Higher channels

十一月 5, 1999

John Davies picks programmes of interest to THES types. (All times pm unless stated.)

FRIDAY November 5

The Routes of English (4.0 R4). Focusing on Chaucer and his language.

Eye on the World (9.00 Discovery Channel). Series on 100 years or so of the camera begins with the "secret" use of the camera in war and espionage.

SATURDAY November 6

The River (6.00 BBC2). Part two of Patrick Wright's Thames trip. Later the same evening, Wright presents A Day to Remember (8.00 C4), a look at how people commemorate war and the war dead.

One Foot in the Festival of Britain (7.35 BBC2). Memories, including rare colour footage, of the 1951 event whose spirit the Millennium Dome seems keen to evoke.

Timewatch: Ivan the Terrible (8.05 BBC2). A profile of Russia's first tsar.

World War III (11.00 Discovery Channel). Alternative-history scenario based on the premise that the Berlin Wall still stands.

SUNDAY November 7

Roman War Machine (6.00 History Channel). First of series on Rome's military strength gets as far as Julius Caesar's conquests.

Centurions (4.15 R3) and Under Milk Wood (7.30 R3). A 15-minute assessment of Dylan Thomas's radio classic, followed by the digitally remastered 1954 original.

Making the Grade (7.30 C4). Six-parter observing a "sink school" in Newcastle as it tries to improve its performance.

Race Against Time (8.00 C4). Roger Graef explores police attitudes to race issues.

Freedom's Battle (8.00 BBC2) The second in Timothy Garton Ash's trilogy on the fall of communism concentrates on the Stasi and the effects the opening of its files has had on people's lives.

Arena: Looking for the Iron Curtain (8.50 BBC2). Reggie Nadelson and ex-Soviet journalist Vladimir Pozner are filmed following the course of the old East-West divide.

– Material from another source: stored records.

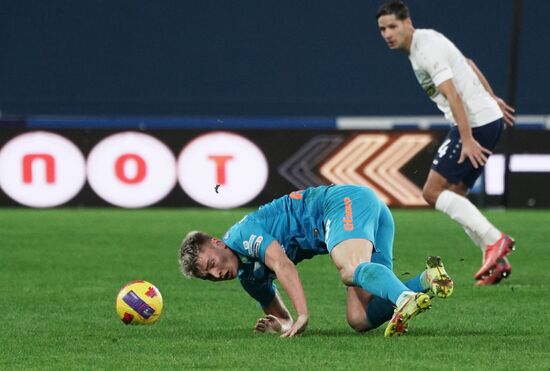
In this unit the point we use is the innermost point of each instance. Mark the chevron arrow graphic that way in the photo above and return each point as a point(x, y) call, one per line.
point(384, 168)
point(375, 160)
point(341, 168)
point(299, 168)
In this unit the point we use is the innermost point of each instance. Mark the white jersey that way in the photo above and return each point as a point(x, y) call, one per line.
point(435, 59)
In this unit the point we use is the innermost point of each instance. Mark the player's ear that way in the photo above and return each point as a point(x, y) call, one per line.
point(217, 242)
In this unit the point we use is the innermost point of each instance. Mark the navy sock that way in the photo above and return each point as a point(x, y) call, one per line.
point(379, 281)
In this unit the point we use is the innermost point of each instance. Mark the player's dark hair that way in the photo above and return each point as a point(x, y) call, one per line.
point(189, 252)
point(397, 8)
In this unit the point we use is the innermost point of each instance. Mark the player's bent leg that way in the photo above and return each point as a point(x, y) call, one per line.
point(348, 255)
point(365, 311)
point(409, 307)
point(352, 258)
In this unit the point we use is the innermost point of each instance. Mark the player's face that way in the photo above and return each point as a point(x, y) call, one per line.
point(216, 262)
point(395, 33)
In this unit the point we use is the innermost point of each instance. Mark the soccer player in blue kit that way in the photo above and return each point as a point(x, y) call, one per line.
point(348, 222)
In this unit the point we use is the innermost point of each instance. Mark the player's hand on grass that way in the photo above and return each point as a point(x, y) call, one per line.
point(507, 111)
point(298, 327)
point(272, 324)
point(474, 151)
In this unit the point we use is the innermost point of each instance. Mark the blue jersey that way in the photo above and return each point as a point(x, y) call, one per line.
point(295, 221)
point(308, 223)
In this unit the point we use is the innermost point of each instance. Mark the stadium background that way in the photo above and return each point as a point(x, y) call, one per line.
point(87, 70)
point(298, 79)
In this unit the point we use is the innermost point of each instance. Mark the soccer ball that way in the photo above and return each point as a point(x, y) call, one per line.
point(139, 302)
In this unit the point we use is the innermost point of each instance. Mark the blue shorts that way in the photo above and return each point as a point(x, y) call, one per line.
point(356, 212)
point(448, 154)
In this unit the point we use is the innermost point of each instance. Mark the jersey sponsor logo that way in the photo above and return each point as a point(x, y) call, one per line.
point(297, 195)
point(252, 246)
point(327, 231)
point(348, 218)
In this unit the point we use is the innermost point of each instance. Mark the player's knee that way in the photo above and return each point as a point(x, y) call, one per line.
point(346, 275)
point(430, 194)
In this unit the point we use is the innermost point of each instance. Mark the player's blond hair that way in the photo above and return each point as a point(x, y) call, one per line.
point(189, 252)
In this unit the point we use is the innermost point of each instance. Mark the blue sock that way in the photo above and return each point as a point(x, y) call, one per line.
point(379, 281)
point(379, 311)
point(416, 283)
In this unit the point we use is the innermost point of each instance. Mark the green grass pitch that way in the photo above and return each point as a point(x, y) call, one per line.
point(61, 270)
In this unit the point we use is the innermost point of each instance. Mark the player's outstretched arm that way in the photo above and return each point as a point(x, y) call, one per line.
point(277, 318)
point(507, 111)
point(285, 270)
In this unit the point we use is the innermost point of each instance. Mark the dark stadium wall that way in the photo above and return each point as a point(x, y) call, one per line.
point(247, 57)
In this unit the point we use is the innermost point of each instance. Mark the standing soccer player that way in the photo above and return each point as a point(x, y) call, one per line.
point(463, 94)
point(348, 222)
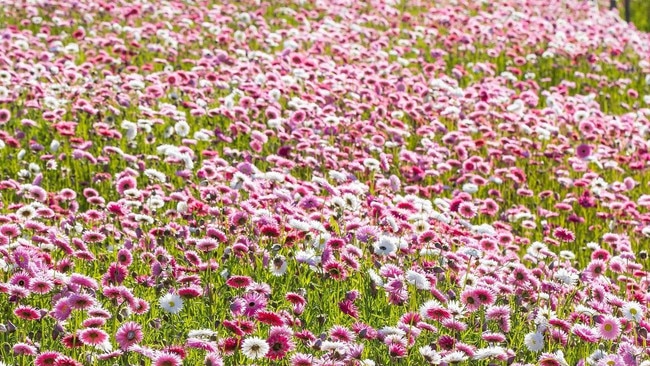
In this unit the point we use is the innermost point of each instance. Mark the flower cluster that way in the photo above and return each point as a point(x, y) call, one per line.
point(323, 183)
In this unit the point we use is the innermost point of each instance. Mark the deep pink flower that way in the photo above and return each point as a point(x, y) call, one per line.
point(128, 334)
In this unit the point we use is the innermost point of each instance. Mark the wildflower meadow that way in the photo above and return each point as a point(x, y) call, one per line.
point(323, 182)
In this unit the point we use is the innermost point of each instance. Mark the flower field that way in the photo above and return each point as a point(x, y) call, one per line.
point(323, 182)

Auschwitz: Slaves of the Nazi Gas Chambers (10.50 C5). Three Jewish Sonderkommando survivors revisit the concentration camp.

The Sky at Night (12.55am BBC1). The Leonid meteor showers.

MONDAY November 8

Millennium (7.10 BBC2). The 14th-century AD in Mali, Uzbekistan, Egypt, Indonesia and England.

University Challenge (8.00 BBC2). Royal Veterinary College versus Jesus, Cambridge.

Walking with Dinosaurs (8.30 BBC1). Finally the wretched reptiles die out.

Night Waves (9.30 R3). Arundhati Roy interviewed, plus the best British buildings.

TUESDAY November 9

The Day the Wall Came Down (all day R4). The tenth anniversary of the Wall's fall is marked with live broadcasts from Berlin of regular line-up, plus at 8.00, Misha Glenny chairs a debate on the future of Europe.

Twenty Minutes (8.20 R3, also Thursday 8.20, Friday 8.30). Poetry chosen, and commented on, by Christopher Ricks.

Embarrassing Illnesses (8.30 C4). Medical briefing, beginning with testicular cancer.

Secrets of the Ancients (9.00 BBC2). This week, engineers and archaeologists test Julius Caesar's claim that he built a bridge over the Rhine in just ten days.

THURSDAY November 11

In Our Time (9.00am R4). A. S. Byatt and D. J. Taylor discuss the novel with Melvyn Bragg.

Crossing Continents (11.00am R4). Isabel Hilton reports from Kinshasa in the Congo.

The Material World (4.30 R4). British astrophysicists investigate the origins of "dark matter" with an underwater telescope.

Horizon: Mistaken Identity (9.30 BBC2). The story of MPD (multiple personality disorder): does it really exist?